あるレトロスペクティブな研究では.複雑性局所疼痛症候群の既往のある患者に予防的にプラネタリーガングリオンブロックを行うと.患肢の再手術後の複雑性局所疼痛症候群の有病率が72%から10%に減少したことが示されています。
/> 3.侵襲的手法
/> 患者の回復結果や痛みの軽減が満足のいくものでない場合.さらに侵襲的な治療が必要である。
交感神経遮断に反応する場合は.体性または交感神経の遮断を長期的に行うために硬膜外留置が必要である。
コリスチンとケタミンの硬膜外使用は.複合性局所疼痛症候群の患者に有効であることが報告されている。
/> (1)髄腔内投与:筋緊張に著しい異常がある.神経刺激に反応しない.慢性疾患.緩和ケアを必要とする患者に対して髄腔内投与を選択することで.顕著な鎮痛効果と回復促進が得られることが研究で示されています。
/> (2)
神経刺激療法:複合性局所疼痛症候群の治療における最後の選択肢である。
複雑性局所疼痛症候群I型には両側脊髄神経刺激.複雑性局所疼痛症候群II型には末梢神経刺激を行うことで.長期的な疼痛緩和とQOLの向上が期待できます。
/> (3)
交感神経切断術:従来の複合部位疼痛症候群の治療に反応しなかった複合部位疼痛症候群の患者さんには.手術や実験的治療が検討されることがあります。
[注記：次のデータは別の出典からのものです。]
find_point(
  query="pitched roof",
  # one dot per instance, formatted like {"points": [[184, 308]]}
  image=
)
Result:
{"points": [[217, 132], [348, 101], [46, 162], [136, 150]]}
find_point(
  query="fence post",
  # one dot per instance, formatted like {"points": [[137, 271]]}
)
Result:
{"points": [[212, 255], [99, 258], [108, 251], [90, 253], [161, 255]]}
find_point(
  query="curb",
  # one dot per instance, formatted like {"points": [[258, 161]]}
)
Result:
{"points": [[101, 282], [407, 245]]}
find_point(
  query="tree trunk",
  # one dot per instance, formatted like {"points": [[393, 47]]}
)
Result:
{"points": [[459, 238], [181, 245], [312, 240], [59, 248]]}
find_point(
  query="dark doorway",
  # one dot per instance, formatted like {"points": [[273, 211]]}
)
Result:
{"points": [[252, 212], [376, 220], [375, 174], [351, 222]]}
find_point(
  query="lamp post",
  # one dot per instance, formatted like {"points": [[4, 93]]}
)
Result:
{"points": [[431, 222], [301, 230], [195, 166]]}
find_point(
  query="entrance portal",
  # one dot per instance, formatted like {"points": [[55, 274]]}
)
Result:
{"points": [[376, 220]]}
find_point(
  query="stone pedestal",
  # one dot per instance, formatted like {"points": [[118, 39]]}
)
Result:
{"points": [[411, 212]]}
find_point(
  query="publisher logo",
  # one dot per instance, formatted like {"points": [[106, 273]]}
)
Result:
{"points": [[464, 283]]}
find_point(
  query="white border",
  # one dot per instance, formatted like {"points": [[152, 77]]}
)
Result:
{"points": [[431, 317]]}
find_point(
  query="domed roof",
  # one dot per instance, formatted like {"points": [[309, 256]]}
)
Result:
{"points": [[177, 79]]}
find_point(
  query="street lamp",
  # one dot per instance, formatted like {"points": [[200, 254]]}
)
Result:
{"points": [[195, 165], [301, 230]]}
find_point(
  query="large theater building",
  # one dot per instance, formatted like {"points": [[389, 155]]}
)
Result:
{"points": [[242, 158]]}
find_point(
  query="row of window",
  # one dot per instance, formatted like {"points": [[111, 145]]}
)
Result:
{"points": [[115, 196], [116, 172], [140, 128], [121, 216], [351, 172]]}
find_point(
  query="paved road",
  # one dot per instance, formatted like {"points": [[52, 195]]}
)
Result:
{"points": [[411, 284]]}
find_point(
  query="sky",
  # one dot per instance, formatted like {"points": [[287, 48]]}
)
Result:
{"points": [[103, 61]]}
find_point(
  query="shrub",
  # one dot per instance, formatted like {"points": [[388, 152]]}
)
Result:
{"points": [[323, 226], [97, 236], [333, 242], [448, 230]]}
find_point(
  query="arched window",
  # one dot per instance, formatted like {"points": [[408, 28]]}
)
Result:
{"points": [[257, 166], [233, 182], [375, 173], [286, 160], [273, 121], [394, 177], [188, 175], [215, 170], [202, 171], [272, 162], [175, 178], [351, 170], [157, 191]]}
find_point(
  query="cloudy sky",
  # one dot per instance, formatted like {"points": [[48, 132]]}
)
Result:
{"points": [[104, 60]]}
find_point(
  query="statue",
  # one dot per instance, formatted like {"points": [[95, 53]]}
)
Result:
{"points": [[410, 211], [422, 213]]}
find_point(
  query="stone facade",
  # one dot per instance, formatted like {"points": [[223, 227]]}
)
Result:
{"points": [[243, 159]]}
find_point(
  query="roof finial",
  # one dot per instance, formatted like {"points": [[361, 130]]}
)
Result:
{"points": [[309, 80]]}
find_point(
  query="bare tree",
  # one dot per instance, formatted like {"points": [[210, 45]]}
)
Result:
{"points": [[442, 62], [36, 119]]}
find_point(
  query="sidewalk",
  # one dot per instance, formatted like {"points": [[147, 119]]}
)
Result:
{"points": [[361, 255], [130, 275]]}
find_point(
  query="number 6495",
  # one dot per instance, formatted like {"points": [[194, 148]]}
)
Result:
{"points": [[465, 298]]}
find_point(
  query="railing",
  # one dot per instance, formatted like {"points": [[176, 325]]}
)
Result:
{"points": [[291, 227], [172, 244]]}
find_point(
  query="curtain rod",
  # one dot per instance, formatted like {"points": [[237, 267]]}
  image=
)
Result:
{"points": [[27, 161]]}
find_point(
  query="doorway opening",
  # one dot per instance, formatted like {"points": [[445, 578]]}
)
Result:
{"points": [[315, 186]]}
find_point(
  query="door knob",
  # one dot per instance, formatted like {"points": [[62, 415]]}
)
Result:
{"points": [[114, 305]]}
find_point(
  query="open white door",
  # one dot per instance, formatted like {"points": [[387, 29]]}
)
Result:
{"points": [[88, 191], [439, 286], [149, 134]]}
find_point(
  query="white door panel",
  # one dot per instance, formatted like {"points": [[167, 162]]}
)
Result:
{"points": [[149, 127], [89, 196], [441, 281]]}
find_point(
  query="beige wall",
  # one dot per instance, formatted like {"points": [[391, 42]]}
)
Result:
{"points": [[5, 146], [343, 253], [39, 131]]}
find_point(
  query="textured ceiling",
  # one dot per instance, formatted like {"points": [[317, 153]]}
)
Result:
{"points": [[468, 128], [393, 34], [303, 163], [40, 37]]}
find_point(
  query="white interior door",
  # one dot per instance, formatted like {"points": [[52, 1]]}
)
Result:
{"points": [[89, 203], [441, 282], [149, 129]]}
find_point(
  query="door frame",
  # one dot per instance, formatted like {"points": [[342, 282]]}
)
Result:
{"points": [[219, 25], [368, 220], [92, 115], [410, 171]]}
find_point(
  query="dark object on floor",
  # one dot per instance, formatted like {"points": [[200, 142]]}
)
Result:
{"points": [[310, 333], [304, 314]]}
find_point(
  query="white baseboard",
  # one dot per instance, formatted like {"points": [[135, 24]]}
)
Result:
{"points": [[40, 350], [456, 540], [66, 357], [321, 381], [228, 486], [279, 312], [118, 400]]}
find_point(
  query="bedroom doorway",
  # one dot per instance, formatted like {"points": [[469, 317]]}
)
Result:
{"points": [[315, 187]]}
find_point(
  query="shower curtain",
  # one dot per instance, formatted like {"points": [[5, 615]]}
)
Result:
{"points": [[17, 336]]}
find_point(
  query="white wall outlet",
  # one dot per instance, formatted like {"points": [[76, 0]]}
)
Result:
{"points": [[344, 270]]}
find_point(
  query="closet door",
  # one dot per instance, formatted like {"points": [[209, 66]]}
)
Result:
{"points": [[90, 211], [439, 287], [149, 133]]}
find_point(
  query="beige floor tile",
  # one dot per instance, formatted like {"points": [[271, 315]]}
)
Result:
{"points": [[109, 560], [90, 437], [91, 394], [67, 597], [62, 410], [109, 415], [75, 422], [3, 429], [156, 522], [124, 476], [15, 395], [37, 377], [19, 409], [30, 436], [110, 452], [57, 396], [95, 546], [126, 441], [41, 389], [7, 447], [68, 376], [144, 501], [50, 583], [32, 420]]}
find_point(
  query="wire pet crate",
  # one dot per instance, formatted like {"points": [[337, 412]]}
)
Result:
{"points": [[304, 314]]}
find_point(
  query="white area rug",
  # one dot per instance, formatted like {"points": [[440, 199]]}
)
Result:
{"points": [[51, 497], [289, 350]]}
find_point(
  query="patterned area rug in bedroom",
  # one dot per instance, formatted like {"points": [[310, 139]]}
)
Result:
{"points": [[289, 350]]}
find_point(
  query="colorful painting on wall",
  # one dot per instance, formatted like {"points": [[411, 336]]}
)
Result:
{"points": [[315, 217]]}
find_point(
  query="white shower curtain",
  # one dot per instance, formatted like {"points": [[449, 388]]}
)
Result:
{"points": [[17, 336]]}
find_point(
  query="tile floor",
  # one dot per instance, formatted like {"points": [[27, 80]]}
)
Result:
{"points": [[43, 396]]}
交感神経維持痛の患者には.まず高周波や神経切断手術を検討する。
/> 実験的治療
/> 実験的治療として.脳深部や運動皮質への刺激が検討されることがある。
脳刺激では.視床下部の感覚核や脳室周囲灰白質.あるいは脳弓部周囲灰白質への刺激が行われる。
文献によると.脳深部刺激による治療を受けた難治性神経障害性疼痛患者の30~40%が良好な疼痛制御を受けている。
神経障害性疼痛の治療における脳刺激技術の最近の有望な進歩は.Nguyenらによって.中枢性疼痛75%.神経顔面痛75%の患者群で.運動皮質の慢性刺激により有意な疼痛緩和を経験したと報告された。
中枢性疼痛に対する硬膜外運動野刺激は.脳深部刺激よりも安全で簡便.低侵襲であるという利点がある。